I will abbreviate the answer for obvious reasons.
“…There’s absolutely no evidence to support the statement that we’re the greatest country in the world. We’re seventh in literacy, 27th in math, 22nd in science, 49th in life expectancy, 178th in infant mortality, third in median household income, number four in labor force, and number four in exports.
“We lead the world in only three categories: number of incarcerated citizens per capita, number of adults who believe angels are real, and defense spending, where we spend more than the next 26 countries combined – 25 of whom are allies.
“Now, none of this is the fault of a 20-year-old college student. But you, nonetheless, are without a doubt a member of the Worst. Generation. Ever…”
It is difficult to persevere in America. We have painted ourselves in a corner with our competitive culture.
The U.S. comprises less than 5 percent of the world’s population, but we use about 25 percent of its resources. We throw more food away in a week than most people in the world eat in six months.
Roughly 50 percent of the nation’s wealth is earned by the top 10 percent of Americans, yet we all seem to think that one day we will be rich.
But why wait?
When we see something new, we have to have it. We are very much like the child who kicks and screams until he or she gets the new toy from the TV commercials, even though there is a room already full of toys.
But it’s not completely our fault, and living in a constant state of guilt is pointless.
We live like this because it’s our cultural mandate. We are a consumer-driven society. We are constantly seeking to move up the socioeconomic ladder. We have to have it, and if we can’t afford it, we find ways to pay for it.
Much like our federal government, we take on debt if we can’t write a check for it. And if history shows us anything, there are plenty of people waiting to give us a loan they KNOW we can’t pay back.
We have gone from the 1950s paradigm of the American Dream to stressed-out Americans who work way too much.
Everyone is constantly coming and going. Family dinners have gone the way of the Dodo bird, so a greasy bucket of chicken or a sack full of cheeseburgers have taken the place of a home-cooked meal.

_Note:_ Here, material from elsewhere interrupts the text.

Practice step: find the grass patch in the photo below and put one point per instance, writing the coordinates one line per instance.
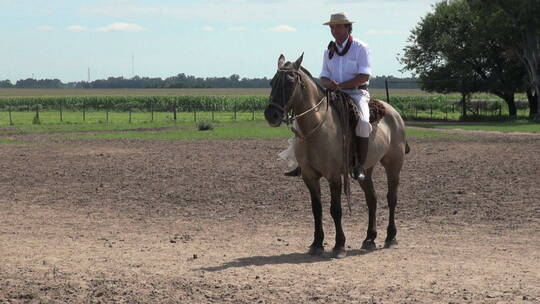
(506, 127)
(7, 141)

When you factor in the stress of keeping up with a busy schedule; working the hours required to afford the house, cars and various other things society says you need; and finding time for entertainment – you realize that stress is already starting to take years off your life.
If you ever watch the TV show “Mad Men,” you see everyone smoking cigarettes and drinking alcohol. Nowadays, healthy lifestyles are all the rage. Some people are convinced there is a societal benevolence with this revolutionary change, but it’s all about the money. Gym memberships, healthy food and other “body-by-whomever” products are very expensive.
If the end game is to be more desirable, Americans will do just about anything. There was a point in time when men thought they could look like the sexy cowboy from the cigarette ad and women thought they could look like a pinup girl if they smoked the right cigarettes.
Just ask Mick Jagger.
No wonder so many of us are fat and depressed – our freedom of choice is practically non-existent. We are so busy keeping up with the Joneses that we have lost our sense of self. We tell ourselves that our individuality lies in our possessions and our buying power, but we forget that armored cars don’t fit in coffins.
If we don’t take care of ourselves, there is no guarantee that anyone else will. And it won’t be because they don’t care – they will just be too busy.
Jim Brock writes for the Nebraska City News-Press.